Your Friends And Neighbors, EUA, 1998

Seus Amigos, Seus Vizinhos torna clara a estética de Neil LaBute. Se em Na Companhia de Homens o microcosmo abordado (3 pessoas) e apenas uma intriga só davam espaço a uma reflexão sobre a vida infeliz e ressentida de determinadas pessoas, com esse segundo filme o diretor estende todo esse modo-de-ser do recalque e da angústia a toda a existência humana — todos os seis personagens e as infinitas reconfigurações de sentimento jamais conseguem atingir alguma felicidade que não a momentânea (do orgasmo, muitas vezes frustrado). Daí a reaparição ligeiramente modificada de dois personagens do filme anterior, um metido a machão para quem o sexo é a única possibilidade de felicidade (e de frustração) e outro, gordo e desajeitado, sem personalidade e com uma esposa frígida.
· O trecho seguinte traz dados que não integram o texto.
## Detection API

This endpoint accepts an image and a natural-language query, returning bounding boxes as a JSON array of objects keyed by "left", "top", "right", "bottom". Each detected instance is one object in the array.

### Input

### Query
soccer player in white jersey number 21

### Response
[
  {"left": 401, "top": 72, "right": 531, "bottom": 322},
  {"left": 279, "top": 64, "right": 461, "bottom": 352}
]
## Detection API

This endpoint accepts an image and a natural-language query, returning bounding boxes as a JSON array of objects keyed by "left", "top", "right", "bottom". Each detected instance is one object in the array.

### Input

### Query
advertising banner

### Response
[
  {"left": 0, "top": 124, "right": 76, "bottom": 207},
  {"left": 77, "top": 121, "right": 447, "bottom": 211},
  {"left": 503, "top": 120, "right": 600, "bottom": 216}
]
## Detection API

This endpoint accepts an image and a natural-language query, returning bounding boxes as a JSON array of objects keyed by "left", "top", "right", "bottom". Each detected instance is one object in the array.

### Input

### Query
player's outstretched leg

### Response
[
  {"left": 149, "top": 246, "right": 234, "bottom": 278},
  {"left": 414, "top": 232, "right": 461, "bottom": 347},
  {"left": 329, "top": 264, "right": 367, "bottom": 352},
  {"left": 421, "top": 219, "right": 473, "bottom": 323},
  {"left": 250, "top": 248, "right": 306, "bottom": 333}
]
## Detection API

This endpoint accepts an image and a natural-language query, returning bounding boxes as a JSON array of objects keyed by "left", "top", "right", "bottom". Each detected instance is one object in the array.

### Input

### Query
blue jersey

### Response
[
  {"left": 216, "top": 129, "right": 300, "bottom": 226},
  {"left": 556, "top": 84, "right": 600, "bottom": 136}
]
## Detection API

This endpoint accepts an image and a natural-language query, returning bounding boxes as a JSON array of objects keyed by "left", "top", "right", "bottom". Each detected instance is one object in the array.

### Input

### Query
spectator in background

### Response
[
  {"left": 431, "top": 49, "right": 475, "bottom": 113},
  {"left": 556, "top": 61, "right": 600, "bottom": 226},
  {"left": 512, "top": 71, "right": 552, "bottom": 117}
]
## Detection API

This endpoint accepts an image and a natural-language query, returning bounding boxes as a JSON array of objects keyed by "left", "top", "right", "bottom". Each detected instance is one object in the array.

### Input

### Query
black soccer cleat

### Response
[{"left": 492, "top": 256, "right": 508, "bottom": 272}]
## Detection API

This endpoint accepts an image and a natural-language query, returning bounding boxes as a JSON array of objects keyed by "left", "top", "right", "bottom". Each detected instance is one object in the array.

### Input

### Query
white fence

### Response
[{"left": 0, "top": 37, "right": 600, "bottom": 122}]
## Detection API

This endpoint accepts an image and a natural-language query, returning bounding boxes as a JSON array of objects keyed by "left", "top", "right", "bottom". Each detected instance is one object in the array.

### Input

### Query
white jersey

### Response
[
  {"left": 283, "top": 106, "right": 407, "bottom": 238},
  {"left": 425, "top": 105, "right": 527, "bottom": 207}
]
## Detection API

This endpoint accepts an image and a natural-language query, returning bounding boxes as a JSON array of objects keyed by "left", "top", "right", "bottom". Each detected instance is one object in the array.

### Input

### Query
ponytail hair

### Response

A esse quadro já muito, ahn, agradável vêm juntar-se um professor universitário que trai o melhor amigo, uma feminista que se revela lésbica no meio do filme, além de uma musa interpretada obviamente por Nastassja Kinski, que representa a beleza física mas está longe de servir como companheira intelectual. A partir do momento em que o espectador percebe a jogada do filme, Seus Amigos, Seus Vizinhos torna-se desagradável, infantil e mal-construído, tanto pelas opções "estéticas" de seu autor quanto pela obviedade das movimentações internar dessa máquina sentimental de seis engrenagens. Uma excelente dica para analisar uma "teoria universal" é aplicá-la unicamente à vida de quem a emite e quem vira admirador. Deduz-se dessa análise "genealógica" que Seus Amigos, Seus Vizinhos é um filme realizado por uma pessoa infeliz e admirado por pessoas idem. A cada um o que lhe é próprio.